New general predicate builtins, plus association value-threading. - AllTrue, AnyTrue, NoneTrue (src/funcprog.c, Protected): test a predicate across a list's elements, short-circuiting and left unevaluated when a test result is neither True nor False (Wolfram semantics). Over an association they test the values. - MemberQ[assoc, form] now tests the association's values (src/patterns.c). Tests/docs: +6 e2e tests (82 total), new functional-programming spec section, value-threading note in data-structures, changelog, and a frontend demo cell. Clean -Wall -Wextra build; 0 leaks; no regressions in funcprog/patterns/core/eval/regression/list suites.
New general SortBy, filling a gap and rounding out association ordering.
- SortBy[list, f] sorts a list by canonical order of f[element], evaluating
the key once per element via a paired-key qsort (src/sort.c).

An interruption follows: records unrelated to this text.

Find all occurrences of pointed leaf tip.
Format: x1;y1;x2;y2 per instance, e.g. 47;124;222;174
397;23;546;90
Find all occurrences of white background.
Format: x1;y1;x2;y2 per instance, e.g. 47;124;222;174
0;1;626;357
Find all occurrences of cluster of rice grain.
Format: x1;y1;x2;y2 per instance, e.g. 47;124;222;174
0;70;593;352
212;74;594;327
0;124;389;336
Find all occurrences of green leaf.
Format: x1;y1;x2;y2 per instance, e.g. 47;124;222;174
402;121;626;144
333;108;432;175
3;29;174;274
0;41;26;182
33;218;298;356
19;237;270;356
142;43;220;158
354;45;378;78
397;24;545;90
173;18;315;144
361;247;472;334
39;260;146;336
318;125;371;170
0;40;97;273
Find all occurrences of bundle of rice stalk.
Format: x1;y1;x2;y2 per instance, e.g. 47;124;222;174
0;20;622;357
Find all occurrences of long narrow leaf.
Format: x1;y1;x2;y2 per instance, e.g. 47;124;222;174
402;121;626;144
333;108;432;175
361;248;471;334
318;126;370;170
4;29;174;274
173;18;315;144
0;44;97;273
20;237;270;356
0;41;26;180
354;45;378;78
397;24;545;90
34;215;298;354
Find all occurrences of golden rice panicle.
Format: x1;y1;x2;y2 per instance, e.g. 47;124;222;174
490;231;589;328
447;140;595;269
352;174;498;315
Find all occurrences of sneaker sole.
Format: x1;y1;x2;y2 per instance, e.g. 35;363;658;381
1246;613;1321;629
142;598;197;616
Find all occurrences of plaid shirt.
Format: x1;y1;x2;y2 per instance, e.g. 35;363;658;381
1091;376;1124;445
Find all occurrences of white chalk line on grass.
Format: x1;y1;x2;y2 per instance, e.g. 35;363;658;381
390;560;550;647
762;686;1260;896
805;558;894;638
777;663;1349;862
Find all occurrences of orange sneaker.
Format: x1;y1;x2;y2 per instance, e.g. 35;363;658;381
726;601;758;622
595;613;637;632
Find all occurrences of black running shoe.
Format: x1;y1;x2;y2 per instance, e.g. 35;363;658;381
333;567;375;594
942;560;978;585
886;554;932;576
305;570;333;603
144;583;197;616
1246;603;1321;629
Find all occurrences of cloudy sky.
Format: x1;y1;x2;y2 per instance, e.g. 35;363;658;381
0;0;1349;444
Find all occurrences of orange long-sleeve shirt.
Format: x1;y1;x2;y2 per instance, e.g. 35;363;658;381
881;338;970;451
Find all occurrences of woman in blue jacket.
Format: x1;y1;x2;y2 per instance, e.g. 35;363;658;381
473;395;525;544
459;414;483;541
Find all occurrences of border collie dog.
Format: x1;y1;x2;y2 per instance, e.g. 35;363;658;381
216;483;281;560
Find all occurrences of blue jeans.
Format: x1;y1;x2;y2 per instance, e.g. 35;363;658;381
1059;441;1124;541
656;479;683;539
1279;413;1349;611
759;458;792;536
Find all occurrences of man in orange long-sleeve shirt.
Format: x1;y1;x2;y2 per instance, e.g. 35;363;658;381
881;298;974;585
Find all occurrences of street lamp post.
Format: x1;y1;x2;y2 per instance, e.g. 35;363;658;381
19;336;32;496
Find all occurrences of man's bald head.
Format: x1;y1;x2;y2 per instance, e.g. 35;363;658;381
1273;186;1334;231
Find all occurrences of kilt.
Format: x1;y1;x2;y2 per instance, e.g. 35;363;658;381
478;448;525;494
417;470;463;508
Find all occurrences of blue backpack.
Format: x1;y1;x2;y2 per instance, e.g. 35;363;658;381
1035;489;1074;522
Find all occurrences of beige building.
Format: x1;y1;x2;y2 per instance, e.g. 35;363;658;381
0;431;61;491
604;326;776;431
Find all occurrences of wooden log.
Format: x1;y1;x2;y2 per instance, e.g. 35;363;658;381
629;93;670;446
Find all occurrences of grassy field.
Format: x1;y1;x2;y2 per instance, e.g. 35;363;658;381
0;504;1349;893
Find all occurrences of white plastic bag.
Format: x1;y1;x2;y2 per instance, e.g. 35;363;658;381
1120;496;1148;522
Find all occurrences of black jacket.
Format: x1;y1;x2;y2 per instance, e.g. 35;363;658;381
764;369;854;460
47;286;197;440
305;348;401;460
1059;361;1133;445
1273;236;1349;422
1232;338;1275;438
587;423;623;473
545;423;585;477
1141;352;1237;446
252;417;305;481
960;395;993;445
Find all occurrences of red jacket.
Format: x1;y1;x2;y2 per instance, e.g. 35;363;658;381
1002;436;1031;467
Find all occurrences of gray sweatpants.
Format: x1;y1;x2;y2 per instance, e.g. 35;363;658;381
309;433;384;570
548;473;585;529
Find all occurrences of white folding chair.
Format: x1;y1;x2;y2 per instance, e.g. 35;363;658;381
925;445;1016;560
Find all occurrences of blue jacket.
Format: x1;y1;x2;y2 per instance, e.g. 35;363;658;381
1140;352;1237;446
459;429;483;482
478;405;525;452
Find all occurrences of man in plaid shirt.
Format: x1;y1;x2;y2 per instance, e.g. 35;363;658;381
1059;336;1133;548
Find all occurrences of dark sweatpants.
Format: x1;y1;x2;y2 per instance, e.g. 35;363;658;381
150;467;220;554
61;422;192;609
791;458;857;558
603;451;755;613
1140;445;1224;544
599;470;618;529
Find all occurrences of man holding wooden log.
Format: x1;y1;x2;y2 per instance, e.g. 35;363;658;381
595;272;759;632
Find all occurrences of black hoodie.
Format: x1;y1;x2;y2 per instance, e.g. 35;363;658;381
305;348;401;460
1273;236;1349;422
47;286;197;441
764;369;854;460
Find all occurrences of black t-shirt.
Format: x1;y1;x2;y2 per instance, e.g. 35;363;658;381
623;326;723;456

- SortBy[assoc, f] sorts an association by f applied to each value; keys
follow their values.
- SortBy[f] is the operator form: SortBy[f][expr] == SortBy[expr, f].
- SYM_SortBy registered in src/sym_names.{c,h}.
Tests/docs: +6 e2e tests (88 total), new spec sections in
functional-programming and data-structures, changelog, frontend demo cell.
Clean -Wall -Wextra build; 0 leaks; no regressions in
sort/list/core/eval/regression suites.
New general extreme-selection builtins, idiomatic with associations.
- MaximalBy[list, f] / MinimalBy[list, f] give the element(s) maximising /
minimising f (all ties, in order); the key is evaluated once per element
(src/sort.c). Over an association they return the entries whose value is
extremal, as an association. MaximalBy[f] / MinimalBy[f] are operator forms.
- SYM_MaximalBy / SYM_MinimalBy registered in src/sym_names.{c,h}.
Tests/docs: +5 e2e tests (93 total), new spec sections in
functional-programming and data-structures, changelog, frontend demo cell.
Clean -Wall -Wextra build; 0 leaks; no regressions in
sort/core/eval/regression suites.
Ranked top-N selection over lists and association values. - TakeLargest[list, n] / TakeSmallest[list, n] give the n ranked-extreme elements (descending / ascending); TakeLargestBy / TakeSmallestBy rank by f[element] (src/sort.c, shared take_extreme helper over SortBy's paired-key machinery). Over an association they rank by value (or f of value) and return an association. n beyond the length returns all elements, ranked. Tests/docs: +7 e2e tests (100 total), new spec sections in functional-programming and data-structures, changelog, frontend demo cell. Clean -Wall -Wextra build; 0 leaks; no regressions in sort/core/eval/regression suites.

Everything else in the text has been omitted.